Paragraph 4 of the proposed form of order would have the complaint dismissed. If this court is to approve the stipulation, that provision must be amended to read:

“4. That this court shall retain jurisdiction of the cause to assure compliance with the foregoing Stipulation.”

CONCLUSIONS OF LAW

1. The stipulation proposed by and between the parties here, in compromise of this controversy, will benefit all litigants and is born of the fact that no arguments of any litigant are so clearly meritorious as to be dispositive of the matter.

2. The compromise is a reasonable one and should, under these circumstances, be approved by the court.

DECREE

And now, April 7, 1976, upon the request and with the agreement of all counsel, and for the reasons stated by counsel in their common agreement dated March 22, 1976, it is hereby ordered and decreed that:

1. The persons represented by plaintiff shall immediately be certified and given permanent appointments to the position of unskilled laborer in the municipal civil service.

2. That upon appointment as above directed, defendants shall declare the eligible list compiled as a result of the lottery conducted by the American Ar*725bitration Association to be the official eligible list, for a period of at least two years from the date of this decree, for the position of unskilled laborer and, thereafter, all certifications and appointments to the position of unskilled laborer, whether permanent, provisional or otherwise, including any new appointment necessary to replace a person appointed under the provisions of paragraph 1 above, shall be made from the said official eligible list and in the order established by the lottery drawing, subject only to statutorily-mandated veterans’ preference.

3. That during the two years next following the date hereof, the number of unskilled laborer positions in the municipal civil service shall not be reduced below 318 positions and there shall at all times be at least 318 filled positions.

4. That this court shall retain jurisdiction of the cause to assure compliance with the foregoing stipulation.

. Hereinafter the present “provisional” or “temporary” unskilled laborers of the City of Philadelphia who brought this suit through their collective bargaining representative, the American Federation of State, County and Municipal Employees, AFL-CIO, District Council 33, will be referred to as “plaintiffs.” The party defendants will be referred to collectively as “the city.” The applicants for permanent unskilled laborer positions with the city, whose names appear on the present “lottery fist” and on whose behalf David Marion, Esq., has been appointed trustee by this court, will be referred to as “those represented by the trustee.”

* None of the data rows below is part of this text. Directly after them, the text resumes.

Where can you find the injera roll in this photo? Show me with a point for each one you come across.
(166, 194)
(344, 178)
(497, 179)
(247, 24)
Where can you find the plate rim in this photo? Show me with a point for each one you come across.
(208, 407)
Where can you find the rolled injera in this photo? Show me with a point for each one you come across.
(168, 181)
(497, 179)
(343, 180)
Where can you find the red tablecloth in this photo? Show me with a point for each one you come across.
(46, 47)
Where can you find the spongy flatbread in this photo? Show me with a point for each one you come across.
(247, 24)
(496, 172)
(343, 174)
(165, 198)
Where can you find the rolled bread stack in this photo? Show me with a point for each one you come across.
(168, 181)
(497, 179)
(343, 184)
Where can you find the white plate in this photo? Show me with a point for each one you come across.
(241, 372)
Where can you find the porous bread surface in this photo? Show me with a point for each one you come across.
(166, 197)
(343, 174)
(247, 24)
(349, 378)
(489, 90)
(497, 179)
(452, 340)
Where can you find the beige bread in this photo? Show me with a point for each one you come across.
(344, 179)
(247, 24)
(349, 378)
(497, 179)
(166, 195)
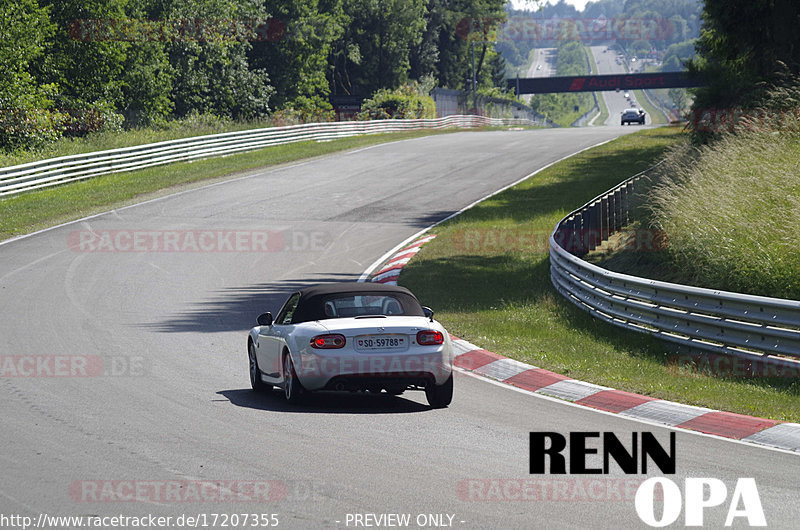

. The civil service regulations will hereinafter be cited as “Reg,__”

. We must also add that the ambiguities in the relative positions of the parties on the merits are, in large part, generated by a lack of consistency and clarity in the language of the civil service regulations, making for unnecessary difficulty in the interpretation thereof. We can only hope that this imprecise wording of the regulations will be remedied, if possible, so as to avoid future disputes such as that which has arisen here.